As I was writing the last paragraph I started wondering – well suppose I wanted that now – how hard would it be to start cleaning that up. Excel has a great feature – remove duplicates and so I copied the titles to a new sheet and ran that function – out of the more than 106,000 total matches there were only 7,471 unique titles
In this reduced set there were 1,521 titles with the phrase CHIEF EXECUTIVE OFFICER. Of course it is not that simple – if you look at the next screenshot you will see that title is part of the title of an officer who is the CEO of a business unit or subsidiary of the reporting company.
Based on this quick review I am convinced of two things. First, if I wanted to recreate their sample and test another hypothesis I feel confident I could do so starting with that matching code from above.
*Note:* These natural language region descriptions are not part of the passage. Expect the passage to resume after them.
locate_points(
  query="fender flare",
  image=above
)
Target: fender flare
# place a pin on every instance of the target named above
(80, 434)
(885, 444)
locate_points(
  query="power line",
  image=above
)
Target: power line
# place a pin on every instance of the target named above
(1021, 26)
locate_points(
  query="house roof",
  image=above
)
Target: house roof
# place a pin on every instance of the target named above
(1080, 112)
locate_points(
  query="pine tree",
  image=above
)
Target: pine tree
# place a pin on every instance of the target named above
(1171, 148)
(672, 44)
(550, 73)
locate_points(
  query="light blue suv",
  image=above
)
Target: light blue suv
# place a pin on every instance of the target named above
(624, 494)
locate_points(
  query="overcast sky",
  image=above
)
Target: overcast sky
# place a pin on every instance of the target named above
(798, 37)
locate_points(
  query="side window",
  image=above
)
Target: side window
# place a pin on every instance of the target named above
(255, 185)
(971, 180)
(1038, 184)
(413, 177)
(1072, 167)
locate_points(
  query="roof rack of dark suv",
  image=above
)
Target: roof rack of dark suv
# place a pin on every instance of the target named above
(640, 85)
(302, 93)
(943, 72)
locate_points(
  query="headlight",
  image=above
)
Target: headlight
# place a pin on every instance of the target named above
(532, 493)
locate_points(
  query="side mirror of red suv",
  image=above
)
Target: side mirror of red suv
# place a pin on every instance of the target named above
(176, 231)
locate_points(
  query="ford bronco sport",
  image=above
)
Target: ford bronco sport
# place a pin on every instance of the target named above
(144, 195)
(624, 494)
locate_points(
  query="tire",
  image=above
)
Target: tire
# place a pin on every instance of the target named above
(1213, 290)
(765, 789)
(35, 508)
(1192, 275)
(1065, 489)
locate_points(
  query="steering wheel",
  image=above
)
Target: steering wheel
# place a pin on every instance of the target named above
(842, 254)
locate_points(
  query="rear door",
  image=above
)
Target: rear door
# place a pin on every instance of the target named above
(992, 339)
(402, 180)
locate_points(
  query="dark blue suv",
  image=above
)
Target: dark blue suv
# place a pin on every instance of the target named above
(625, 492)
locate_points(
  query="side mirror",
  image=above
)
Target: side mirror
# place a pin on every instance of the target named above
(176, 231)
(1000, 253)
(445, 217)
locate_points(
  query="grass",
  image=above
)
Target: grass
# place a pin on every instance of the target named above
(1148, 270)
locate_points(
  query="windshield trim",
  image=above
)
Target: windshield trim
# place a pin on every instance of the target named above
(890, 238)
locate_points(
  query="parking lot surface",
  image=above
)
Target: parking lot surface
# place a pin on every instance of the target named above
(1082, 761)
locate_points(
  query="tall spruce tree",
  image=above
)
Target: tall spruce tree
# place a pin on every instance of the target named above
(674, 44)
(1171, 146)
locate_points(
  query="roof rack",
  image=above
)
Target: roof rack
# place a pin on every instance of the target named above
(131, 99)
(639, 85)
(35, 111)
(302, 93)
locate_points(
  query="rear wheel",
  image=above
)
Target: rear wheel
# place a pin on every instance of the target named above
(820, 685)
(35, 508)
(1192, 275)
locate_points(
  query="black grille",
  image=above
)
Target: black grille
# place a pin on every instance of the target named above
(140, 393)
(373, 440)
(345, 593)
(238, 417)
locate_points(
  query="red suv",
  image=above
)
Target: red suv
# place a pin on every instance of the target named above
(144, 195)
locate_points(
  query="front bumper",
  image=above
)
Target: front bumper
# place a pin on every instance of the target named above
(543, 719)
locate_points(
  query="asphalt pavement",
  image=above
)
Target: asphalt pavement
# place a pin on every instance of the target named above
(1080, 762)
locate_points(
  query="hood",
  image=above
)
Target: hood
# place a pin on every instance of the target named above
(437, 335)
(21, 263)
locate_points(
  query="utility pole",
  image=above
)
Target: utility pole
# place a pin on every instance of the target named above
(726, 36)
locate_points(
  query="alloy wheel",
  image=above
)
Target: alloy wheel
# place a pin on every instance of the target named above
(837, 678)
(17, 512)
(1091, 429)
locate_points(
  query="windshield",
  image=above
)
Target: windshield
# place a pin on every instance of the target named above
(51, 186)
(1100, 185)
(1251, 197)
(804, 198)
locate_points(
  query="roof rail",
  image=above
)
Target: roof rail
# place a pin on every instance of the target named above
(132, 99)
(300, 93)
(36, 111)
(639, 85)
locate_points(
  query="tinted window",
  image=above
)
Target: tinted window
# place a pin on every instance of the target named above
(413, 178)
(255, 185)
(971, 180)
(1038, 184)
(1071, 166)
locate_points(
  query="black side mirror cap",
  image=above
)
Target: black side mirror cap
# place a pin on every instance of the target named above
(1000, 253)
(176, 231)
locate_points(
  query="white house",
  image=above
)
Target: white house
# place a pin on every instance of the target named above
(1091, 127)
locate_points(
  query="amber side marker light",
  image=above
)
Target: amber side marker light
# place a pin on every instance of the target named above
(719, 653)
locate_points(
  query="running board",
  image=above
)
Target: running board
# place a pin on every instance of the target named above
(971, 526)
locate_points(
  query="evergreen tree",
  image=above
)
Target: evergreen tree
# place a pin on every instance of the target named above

The one thing I have not yet accounted for is a merge with say Compustat. Limiting my sample to those firms covered in Compustat would further reduce the number of titles I would have to analyze. I suspect 15-20% of the executive we have from the first pass would not match to companies available in Compustat. Further, others would be excluded once we started controlling for the usual (for example they excluded all financial firms). Frankly, I think if I wanted to do this for a project today I am confident I could identify all of the CEOs from this file in relatively short order – perhaps a couple of hours. And while this may seem daunting – I began this journey by collecting acquisition purchase price allocations from micro-fiche 10-Ks and annual reports. This is nothing!
A final thought as I wrap this up – so initially it might seem a bit tedious to identify the CEOs by analyzing the titles. I was sharing this discovery/directEDGAR extension with one of my colleagues and she reminded me that she was a co-author on another paper 6/7 years ago. They also needed to match data from BoardEx to our compensation data. She described the process I helped her set-up to match by names across the two samples. That process took much more time and was hugely more tedious then it would take to normalize these titles.